In the event of the deal being not successful, all shares in the group stable would have a higher base price anyway, is that the only thing the man wants? Seems too shallow for that. If anything, its more plausible to take Tanjong private. If I was a fund manager holding a sizable stake in Maxis, this is what I would demand from the man:
"Not at RM16, even though thats a nice premium. Better to gather all the foreign holdings into a SPV (call it Maxis International)and list them in Singapore. Keep Maxis listed but distribute the IPO shares in SPV to all Maxis shareholders as bonus. SPV will take care of future capital needs, and Maxis would then be able to distribute full RM1bn in dividends yearly instead of half that". This way, Maxis stay listed, better valuations for Maxis International, shareholders make tons on MI and doubling of dividends, everyone ends up richer. This way Maxis also allows minority shareholders to continue to participate in the growth and success of Maxis of the future. Don't just invite Malaysians to play when risks are high, and take good toys away from the kids.

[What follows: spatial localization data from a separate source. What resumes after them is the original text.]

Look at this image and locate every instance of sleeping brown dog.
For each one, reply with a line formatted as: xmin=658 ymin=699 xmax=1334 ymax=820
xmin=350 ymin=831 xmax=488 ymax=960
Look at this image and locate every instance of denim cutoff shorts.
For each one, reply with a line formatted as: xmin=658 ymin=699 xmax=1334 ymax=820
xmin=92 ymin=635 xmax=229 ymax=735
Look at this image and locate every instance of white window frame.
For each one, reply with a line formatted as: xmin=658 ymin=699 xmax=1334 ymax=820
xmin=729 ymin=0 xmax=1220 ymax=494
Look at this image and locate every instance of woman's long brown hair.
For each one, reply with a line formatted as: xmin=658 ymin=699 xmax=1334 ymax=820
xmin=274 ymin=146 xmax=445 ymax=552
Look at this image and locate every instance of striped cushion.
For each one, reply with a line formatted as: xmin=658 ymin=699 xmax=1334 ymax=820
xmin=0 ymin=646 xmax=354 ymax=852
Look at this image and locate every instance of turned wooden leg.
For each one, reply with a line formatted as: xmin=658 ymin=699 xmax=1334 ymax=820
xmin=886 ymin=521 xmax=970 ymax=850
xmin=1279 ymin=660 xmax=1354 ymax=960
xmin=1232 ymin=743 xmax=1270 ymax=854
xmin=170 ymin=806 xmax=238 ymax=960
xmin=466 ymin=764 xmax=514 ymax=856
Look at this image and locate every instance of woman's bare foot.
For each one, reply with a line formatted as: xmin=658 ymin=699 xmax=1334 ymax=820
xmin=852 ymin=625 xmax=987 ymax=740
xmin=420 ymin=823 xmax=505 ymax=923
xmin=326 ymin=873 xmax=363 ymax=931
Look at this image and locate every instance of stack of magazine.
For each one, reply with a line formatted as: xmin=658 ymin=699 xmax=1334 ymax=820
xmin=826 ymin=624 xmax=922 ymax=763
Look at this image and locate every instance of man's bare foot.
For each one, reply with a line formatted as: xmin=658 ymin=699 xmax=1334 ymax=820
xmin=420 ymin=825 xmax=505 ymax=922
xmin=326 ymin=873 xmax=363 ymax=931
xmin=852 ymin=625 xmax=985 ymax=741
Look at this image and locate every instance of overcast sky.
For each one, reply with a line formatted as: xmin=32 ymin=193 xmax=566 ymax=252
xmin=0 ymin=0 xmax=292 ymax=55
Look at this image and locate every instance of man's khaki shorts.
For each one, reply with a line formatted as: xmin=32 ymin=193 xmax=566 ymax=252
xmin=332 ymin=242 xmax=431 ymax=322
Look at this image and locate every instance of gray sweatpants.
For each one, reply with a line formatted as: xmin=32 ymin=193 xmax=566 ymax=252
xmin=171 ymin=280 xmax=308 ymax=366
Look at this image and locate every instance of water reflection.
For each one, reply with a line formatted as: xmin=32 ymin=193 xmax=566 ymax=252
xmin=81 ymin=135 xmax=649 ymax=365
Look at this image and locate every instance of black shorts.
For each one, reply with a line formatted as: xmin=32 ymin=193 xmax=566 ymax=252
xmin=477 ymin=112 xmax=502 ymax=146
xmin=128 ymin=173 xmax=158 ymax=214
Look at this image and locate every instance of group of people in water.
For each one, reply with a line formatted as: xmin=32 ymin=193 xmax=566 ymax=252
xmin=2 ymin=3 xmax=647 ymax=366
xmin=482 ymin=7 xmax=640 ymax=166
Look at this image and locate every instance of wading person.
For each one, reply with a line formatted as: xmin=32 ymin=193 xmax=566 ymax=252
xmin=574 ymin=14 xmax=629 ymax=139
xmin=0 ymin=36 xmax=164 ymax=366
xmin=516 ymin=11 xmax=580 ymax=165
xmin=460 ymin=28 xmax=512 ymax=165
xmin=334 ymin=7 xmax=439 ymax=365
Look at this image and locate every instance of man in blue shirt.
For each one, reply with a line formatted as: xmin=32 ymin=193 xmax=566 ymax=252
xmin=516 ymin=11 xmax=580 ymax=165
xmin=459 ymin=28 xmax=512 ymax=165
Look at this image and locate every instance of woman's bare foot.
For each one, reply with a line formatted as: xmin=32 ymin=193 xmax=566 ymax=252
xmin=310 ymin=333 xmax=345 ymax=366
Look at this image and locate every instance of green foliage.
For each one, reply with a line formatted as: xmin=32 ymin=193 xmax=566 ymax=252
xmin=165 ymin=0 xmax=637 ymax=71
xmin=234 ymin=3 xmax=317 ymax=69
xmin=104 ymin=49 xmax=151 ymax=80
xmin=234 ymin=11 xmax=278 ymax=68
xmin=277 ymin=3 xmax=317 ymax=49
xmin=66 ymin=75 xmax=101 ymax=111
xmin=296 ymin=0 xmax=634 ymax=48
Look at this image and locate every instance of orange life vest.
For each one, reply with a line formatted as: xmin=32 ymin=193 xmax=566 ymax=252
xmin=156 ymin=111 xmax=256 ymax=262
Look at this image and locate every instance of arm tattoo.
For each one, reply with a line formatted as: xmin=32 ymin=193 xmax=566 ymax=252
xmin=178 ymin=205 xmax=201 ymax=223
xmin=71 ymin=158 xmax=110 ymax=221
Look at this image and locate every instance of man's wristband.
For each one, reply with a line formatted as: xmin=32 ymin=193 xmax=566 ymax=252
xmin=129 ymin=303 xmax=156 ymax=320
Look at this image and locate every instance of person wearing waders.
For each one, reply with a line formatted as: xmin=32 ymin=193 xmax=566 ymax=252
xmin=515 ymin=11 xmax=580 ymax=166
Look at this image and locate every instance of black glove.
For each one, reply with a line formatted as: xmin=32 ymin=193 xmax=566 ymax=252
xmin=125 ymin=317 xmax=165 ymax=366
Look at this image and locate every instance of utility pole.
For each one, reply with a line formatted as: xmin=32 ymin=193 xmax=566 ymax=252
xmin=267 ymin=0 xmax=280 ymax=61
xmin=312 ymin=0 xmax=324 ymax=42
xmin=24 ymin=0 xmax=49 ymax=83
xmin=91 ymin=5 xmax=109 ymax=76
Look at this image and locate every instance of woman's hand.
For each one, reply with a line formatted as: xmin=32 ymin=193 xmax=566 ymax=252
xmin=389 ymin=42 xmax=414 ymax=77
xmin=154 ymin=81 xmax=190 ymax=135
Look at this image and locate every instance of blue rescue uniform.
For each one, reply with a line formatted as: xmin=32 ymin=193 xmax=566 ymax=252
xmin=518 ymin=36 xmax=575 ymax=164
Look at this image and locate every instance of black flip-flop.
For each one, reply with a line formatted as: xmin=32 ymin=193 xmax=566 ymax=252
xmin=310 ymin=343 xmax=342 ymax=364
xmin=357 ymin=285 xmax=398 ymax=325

p/s Whether the share px trades below or above the offer px is not a true indication of potential success of the deal. Generally, if it trades above, investors are betting on a higher offer later on. If its lower, generally investors are selling first (with discount) as that might be the best thing to happen for the stock. However, all we need is an aggregation of a few fund managers to block the deal at the approval meeting to crush the deal.